So we know the Obama administration is close to announcing yet another major bailout of the banking system, and it appears they’re going to throw all kinds of noodles, cooked at various temperatures, against the wall. Bloomberg says that asset price guarantees are built into it, WaPo says the government will perform “triage”. Whatever it is, it can all be boiled down to: Taxpayers footing the bill before shareholders and bondholders do.
Yves Smith at Naked Capitalism has a great rant about the plan, starting off with the great line: “Dear God, let’s just kiss the US economy goodbye.”
The Obama Administration is as obviously and fully hostage to the interests of the financial services industry as the Bush crowd was. We have no new thinking, no willingness to take measures that are completely defensible (in fact not doing them takes some creative positioning) like wiping out shareholders at obviously dud banks (Citi is top of the list), forcing bondholder haircuts and/or equity swaps, replacing management, writing off and/or restructuring bad loans, and deciding whether and how to reorganize and restructure the company. Instead, the banks are now getting the AIG treatment: every demand is being met, no tough questions asked, no probing of the accounts (or more important, the accounting).

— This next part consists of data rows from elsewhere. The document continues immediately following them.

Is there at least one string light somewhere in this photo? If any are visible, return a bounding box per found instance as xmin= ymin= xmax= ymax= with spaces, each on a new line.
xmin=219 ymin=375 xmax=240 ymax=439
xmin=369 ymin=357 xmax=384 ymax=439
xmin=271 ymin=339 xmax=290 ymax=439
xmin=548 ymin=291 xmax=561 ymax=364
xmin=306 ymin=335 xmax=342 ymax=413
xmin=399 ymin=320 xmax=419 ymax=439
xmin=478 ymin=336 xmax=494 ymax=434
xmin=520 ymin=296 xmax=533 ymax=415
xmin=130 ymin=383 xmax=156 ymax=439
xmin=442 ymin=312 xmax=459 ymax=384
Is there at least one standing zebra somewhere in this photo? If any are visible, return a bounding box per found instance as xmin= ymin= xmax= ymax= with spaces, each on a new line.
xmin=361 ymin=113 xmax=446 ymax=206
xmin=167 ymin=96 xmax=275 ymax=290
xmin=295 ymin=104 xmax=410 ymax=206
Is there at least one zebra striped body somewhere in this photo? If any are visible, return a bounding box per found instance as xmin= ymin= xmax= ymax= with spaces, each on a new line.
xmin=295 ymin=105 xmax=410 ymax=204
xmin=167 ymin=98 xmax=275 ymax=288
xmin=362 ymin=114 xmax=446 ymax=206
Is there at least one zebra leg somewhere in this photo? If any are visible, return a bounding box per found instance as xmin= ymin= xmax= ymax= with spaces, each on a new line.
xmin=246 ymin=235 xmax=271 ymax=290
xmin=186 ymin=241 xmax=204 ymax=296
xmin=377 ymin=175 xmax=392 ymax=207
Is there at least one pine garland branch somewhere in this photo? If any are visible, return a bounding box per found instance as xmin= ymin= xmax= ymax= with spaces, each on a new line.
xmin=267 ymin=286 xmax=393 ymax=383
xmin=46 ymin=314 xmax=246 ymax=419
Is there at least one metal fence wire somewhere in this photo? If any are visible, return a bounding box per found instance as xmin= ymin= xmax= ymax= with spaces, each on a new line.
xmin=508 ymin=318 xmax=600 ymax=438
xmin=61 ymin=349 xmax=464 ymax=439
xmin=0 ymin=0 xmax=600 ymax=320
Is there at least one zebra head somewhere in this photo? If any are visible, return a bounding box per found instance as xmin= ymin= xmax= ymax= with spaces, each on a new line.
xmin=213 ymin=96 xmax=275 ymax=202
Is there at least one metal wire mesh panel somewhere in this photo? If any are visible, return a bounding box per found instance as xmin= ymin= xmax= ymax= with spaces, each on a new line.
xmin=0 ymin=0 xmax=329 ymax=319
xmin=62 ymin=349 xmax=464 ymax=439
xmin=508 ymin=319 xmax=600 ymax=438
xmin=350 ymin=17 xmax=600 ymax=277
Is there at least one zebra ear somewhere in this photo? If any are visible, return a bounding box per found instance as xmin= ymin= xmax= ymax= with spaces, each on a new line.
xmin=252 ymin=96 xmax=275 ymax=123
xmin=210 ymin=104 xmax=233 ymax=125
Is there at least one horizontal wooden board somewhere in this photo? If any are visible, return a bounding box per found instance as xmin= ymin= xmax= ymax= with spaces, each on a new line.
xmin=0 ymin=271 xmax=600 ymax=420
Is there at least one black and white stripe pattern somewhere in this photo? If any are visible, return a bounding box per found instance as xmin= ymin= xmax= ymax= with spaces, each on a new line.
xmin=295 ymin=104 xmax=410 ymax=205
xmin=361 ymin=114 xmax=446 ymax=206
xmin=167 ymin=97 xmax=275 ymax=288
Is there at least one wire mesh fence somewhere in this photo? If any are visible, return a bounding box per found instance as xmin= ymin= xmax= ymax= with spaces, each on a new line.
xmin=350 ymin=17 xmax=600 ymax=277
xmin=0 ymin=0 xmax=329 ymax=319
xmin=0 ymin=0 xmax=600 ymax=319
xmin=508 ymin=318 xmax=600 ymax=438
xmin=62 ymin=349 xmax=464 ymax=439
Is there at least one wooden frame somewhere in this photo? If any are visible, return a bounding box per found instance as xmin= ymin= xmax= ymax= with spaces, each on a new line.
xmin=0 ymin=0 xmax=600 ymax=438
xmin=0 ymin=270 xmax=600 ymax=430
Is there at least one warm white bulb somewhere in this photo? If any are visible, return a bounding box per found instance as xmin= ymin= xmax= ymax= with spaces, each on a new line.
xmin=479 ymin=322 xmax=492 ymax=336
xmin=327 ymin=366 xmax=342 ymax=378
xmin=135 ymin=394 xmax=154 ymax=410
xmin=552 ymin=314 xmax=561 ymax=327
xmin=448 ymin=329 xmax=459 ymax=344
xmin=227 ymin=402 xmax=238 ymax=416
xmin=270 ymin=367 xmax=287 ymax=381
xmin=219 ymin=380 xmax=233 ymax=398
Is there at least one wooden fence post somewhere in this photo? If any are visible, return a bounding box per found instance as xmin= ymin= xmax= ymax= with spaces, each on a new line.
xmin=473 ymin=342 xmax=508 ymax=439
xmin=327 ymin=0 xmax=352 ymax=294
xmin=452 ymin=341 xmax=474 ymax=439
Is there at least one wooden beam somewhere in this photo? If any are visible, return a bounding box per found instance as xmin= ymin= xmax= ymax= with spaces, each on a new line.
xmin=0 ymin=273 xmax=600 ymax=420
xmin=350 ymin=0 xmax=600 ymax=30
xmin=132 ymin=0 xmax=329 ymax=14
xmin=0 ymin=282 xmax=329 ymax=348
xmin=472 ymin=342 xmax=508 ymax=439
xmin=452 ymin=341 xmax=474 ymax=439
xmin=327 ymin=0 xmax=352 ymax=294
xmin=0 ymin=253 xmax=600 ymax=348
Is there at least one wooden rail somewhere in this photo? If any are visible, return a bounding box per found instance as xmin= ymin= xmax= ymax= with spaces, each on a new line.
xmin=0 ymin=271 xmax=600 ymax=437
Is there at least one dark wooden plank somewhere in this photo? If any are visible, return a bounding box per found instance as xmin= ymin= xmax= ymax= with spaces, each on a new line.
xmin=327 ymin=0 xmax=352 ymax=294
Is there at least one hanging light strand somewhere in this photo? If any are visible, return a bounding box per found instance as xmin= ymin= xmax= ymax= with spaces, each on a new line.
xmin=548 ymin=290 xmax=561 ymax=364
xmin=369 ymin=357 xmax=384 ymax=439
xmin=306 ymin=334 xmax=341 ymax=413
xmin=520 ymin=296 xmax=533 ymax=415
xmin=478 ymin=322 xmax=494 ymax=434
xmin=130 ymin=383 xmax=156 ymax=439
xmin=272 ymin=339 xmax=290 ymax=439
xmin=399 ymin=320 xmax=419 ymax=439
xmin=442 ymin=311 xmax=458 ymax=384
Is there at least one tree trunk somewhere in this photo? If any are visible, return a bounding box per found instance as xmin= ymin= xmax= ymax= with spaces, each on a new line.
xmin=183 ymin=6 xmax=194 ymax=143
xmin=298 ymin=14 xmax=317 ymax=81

Why is this a bad idea? Let’s turn to a study by the IMF of 124 banking crises. Their conclusion:
Existing empirical research has shown that providing assistance to banks and their borrowers can be counterproductive, resulting in increased losses to banks, which often abuse forbearance to take unproductive risks at government expense. The typical result of forbearance is a deeper hole in the net worth of banks, crippling tax burdens to finance bank bailouts, and even more severe credit supply contraction and economic decline than would have occurred in the absence of forbearance.
In case you had any doubts, propping up dud asset values is a form of forbearance
Not that propping up the existing banks and their executives should be that surprising. Our whole approach to the economic crisis has been to try to figure out how we can get back to the status quo. How can we get home values back up to old highs. How can we get consumers to max out their credit cards again. Other than in rhetoric, there’s actually been very little interest in Obama’s favourite word: change.
More from Yves:
So we the taxpayers are going to eat a ton of bank losses that should instead be borne first by stockholders and bondholders This program should be labelled the Pimco bailout plan, since the giant bond fund holds a lot of bank debt. That show what a fiction Obama’s populism is. It’s mere posturing and empty phrases. Look at where the dough goes, and it is going first and foremost to the big money end of town.
Now I do no labour under the delusion that there are cheap or easy ways out of our financial sinkhole. People are suffering, and we are only partway through the process of contraction and writeoffs. I heard of a suicide today, a jewelry dealer who was $400,000 in debt (also owed a lot of money but unable to collect) who threw himself off 10 West 47th Street (from someone else in the building, this is no urban legend). A tragedy, and a visible one, and there is plenty of less acute but no less real trauma afoot.
But Team Obama is taking the cowardly approach of distributing the costs among the most disenfranchised group in the process, namely the taxpayer, when there far more obvious and logical groups to take the hits.